Short bluffs allow Dill to fish the entire length of the rock wall, but bluffs that stretch for thousands of feet or even a mile require her to look for sweet spots along the structure. She mostly avoids fishing the sheer walls of bluffs because the structure lacks the ledges bass prefer holding on during the summer. “I always look for irregularities in the rock where there is a rock slide of bigger boulders,” Dill says. She also targets any isolated large chunk rocks sticking out from the bluff wall.
The Missouri guide positions her boat close enough to the bluff to where she can cast her lure to the shallows and stair-step it down the ledges of the rock wall. “I get about two boat lengths away or sometimes even closer to the bluff,” Dill says. She notices most of the fish she catches are about 10 feet deep.
Her favorite lures for summertime bluff bass are a finesse worm or Zoom Mag Trick Worm attached to a 1/4-ounce Crock-O-Gator Bait Company Shaker Football Head jig, a Crock-O-Gator Swamp Bug with the same Shaker Football Head and a 1/2-ounce Crock-O-Gator Zapper Jig tipped with a Crock-O-Gator Ring Craw or Zoom Brush Hog. She throws all three lures on a 6-foot, 10-inch Falcon Cara Finesse Jig rod and Lew’s Tournament Pro Speed Spool baitcast reel filled with 15-pound test Berkley 100 % Fluorocarbon line.
Dill casts her lure as close to the bank as she can and then experiments with her retrieve until she gets a bite. “A lot of times, I will start my retrieve fairly slow, just bouncing it right off the rocks or the ledges, and then sometimes I kind of hop it a little bit more and work it a little bit faster to give it a little more action,” she says.
Bass frequently hit her lures on the fall, so Dill prefers the lighter weight jigs because the lures descend slower and stay in the bass’ strike zone longer. Heavier jigs tend to fall past the fish too fast and hang up more in the rocks.
The Missouri guide and tournament competitor works all three of her lures the same way, and the key to her presentation is keeping constant contact with the rocks. “I am creating a disturbance that draws the fish to my bait by knocking it up against the rocks and crevices,” she says. “It’s a big help on the bite.”

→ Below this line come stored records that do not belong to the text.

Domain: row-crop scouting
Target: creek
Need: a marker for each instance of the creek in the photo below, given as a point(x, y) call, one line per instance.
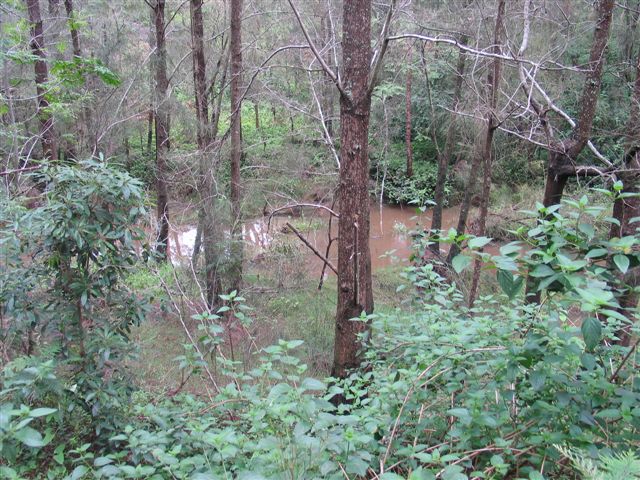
point(390, 239)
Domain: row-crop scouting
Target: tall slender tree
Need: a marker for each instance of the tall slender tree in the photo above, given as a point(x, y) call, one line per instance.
point(161, 104)
point(627, 208)
point(236, 144)
point(73, 28)
point(444, 159)
point(359, 75)
point(407, 114)
point(47, 133)
point(563, 154)
point(491, 124)
point(205, 163)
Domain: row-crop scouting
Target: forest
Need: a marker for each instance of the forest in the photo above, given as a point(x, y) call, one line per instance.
point(319, 239)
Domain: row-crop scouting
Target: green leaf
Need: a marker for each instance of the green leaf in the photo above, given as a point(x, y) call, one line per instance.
point(510, 285)
point(102, 461)
point(460, 262)
point(478, 242)
point(312, 384)
point(596, 253)
point(30, 437)
point(420, 474)
point(588, 361)
point(537, 380)
point(78, 472)
point(542, 271)
point(622, 262)
point(42, 412)
point(458, 412)
point(591, 332)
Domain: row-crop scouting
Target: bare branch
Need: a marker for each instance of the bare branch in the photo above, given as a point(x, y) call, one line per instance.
point(332, 75)
point(378, 55)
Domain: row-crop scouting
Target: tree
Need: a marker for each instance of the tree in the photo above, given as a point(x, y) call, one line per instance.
point(236, 144)
point(407, 131)
point(47, 133)
point(563, 154)
point(492, 121)
point(444, 159)
point(205, 137)
point(73, 29)
point(162, 131)
point(360, 72)
point(627, 207)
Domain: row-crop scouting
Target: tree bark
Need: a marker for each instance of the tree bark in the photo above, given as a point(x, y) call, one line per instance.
point(206, 226)
point(445, 158)
point(493, 85)
point(85, 120)
point(162, 131)
point(236, 144)
point(354, 259)
point(75, 39)
point(47, 133)
point(563, 154)
point(407, 129)
point(624, 209)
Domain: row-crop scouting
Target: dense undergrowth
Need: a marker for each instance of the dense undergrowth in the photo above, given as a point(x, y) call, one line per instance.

Dill bounces her lure down the rocky ledges until it falls off into the deep. “Once the lure starts free falling, that is when I usually reel it back in and recast,” she says.
When she is guiding, Dill notices the biggest mistake her clients make while fishing bluffs is working their lures too fast to avoid snagging up in the rocks. “It’s a Catch-22 situation,” Dill says. “You need to work the bait slowly, but if you work it too slowly, you get hung up all the time.”

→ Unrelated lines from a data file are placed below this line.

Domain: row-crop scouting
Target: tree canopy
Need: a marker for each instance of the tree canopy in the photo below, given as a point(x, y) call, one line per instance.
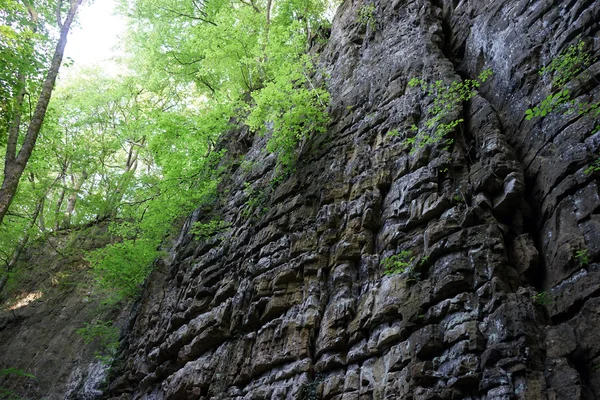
point(139, 148)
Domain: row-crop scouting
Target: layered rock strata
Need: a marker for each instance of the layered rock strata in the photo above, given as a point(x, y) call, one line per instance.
point(294, 304)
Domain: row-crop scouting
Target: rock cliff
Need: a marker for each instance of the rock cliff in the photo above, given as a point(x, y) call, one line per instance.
point(293, 303)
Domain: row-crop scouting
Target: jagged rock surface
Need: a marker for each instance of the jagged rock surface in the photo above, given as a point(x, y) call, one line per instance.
point(293, 304)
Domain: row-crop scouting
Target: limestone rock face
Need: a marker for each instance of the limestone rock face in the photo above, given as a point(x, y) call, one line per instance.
point(294, 304)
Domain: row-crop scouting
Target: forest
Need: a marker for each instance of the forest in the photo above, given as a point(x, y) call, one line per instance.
point(140, 148)
point(301, 199)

Dill suggests bluffs are good spots to catch summertime bass for anglers who lack experience using electronics. “The good thing about bluff fishing is a lot of it is visual,” she says. “A lot of people can fish bluffs because they can look for those irregular spots on the bluff. It is something that anyone can fish.”

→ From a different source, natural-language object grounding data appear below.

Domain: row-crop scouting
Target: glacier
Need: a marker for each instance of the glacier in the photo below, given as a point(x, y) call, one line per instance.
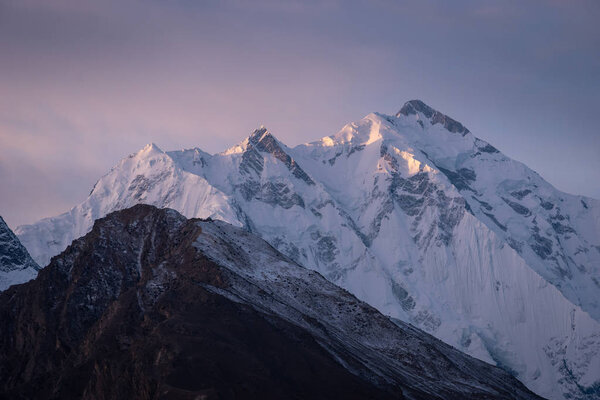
point(409, 212)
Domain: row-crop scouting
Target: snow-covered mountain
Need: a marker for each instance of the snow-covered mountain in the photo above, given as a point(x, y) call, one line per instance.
point(16, 265)
point(411, 213)
point(151, 305)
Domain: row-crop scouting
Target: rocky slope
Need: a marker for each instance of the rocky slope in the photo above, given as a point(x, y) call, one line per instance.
point(151, 305)
point(411, 213)
point(16, 265)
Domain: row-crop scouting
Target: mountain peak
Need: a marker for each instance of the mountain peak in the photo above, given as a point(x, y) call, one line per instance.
point(259, 134)
point(418, 107)
point(150, 148)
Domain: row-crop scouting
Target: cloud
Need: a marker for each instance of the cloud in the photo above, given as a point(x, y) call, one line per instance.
point(90, 82)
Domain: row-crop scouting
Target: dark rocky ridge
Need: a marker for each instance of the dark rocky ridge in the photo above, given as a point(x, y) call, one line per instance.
point(417, 106)
point(138, 308)
point(12, 253)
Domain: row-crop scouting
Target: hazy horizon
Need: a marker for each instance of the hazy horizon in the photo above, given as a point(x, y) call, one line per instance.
point(86, 84)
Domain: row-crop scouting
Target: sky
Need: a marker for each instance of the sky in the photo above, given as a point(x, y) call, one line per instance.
point(83, 84)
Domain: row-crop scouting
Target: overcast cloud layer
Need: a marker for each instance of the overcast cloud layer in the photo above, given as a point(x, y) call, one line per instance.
point(84, 84)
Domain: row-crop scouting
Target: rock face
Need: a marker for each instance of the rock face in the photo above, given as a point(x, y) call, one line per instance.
point(16, 265)
point(151, 305)
point(411, 213)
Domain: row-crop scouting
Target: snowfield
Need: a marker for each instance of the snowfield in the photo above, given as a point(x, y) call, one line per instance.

The Missouri angler mainly refers to her electronics to keep her boat close to any drop-offs or cover along the bluffs. “I don’t necessarily need my graphs except to know where some brush piles are,” she says. “I am just fishing in the shade of the bluff most of the time.”
Dill notes she relies on her lures to determine the depth she needs to fish along the bluffs. She bounces the lure down the bluff ledges and reels it in when she no longer feels the lure hitting bottom.
The bluffs produce good numbers of bass for Dill throughout the summer. “I have caught some good ones out on the bluffs, but it’s more so 2- to 3-pounders,” she says.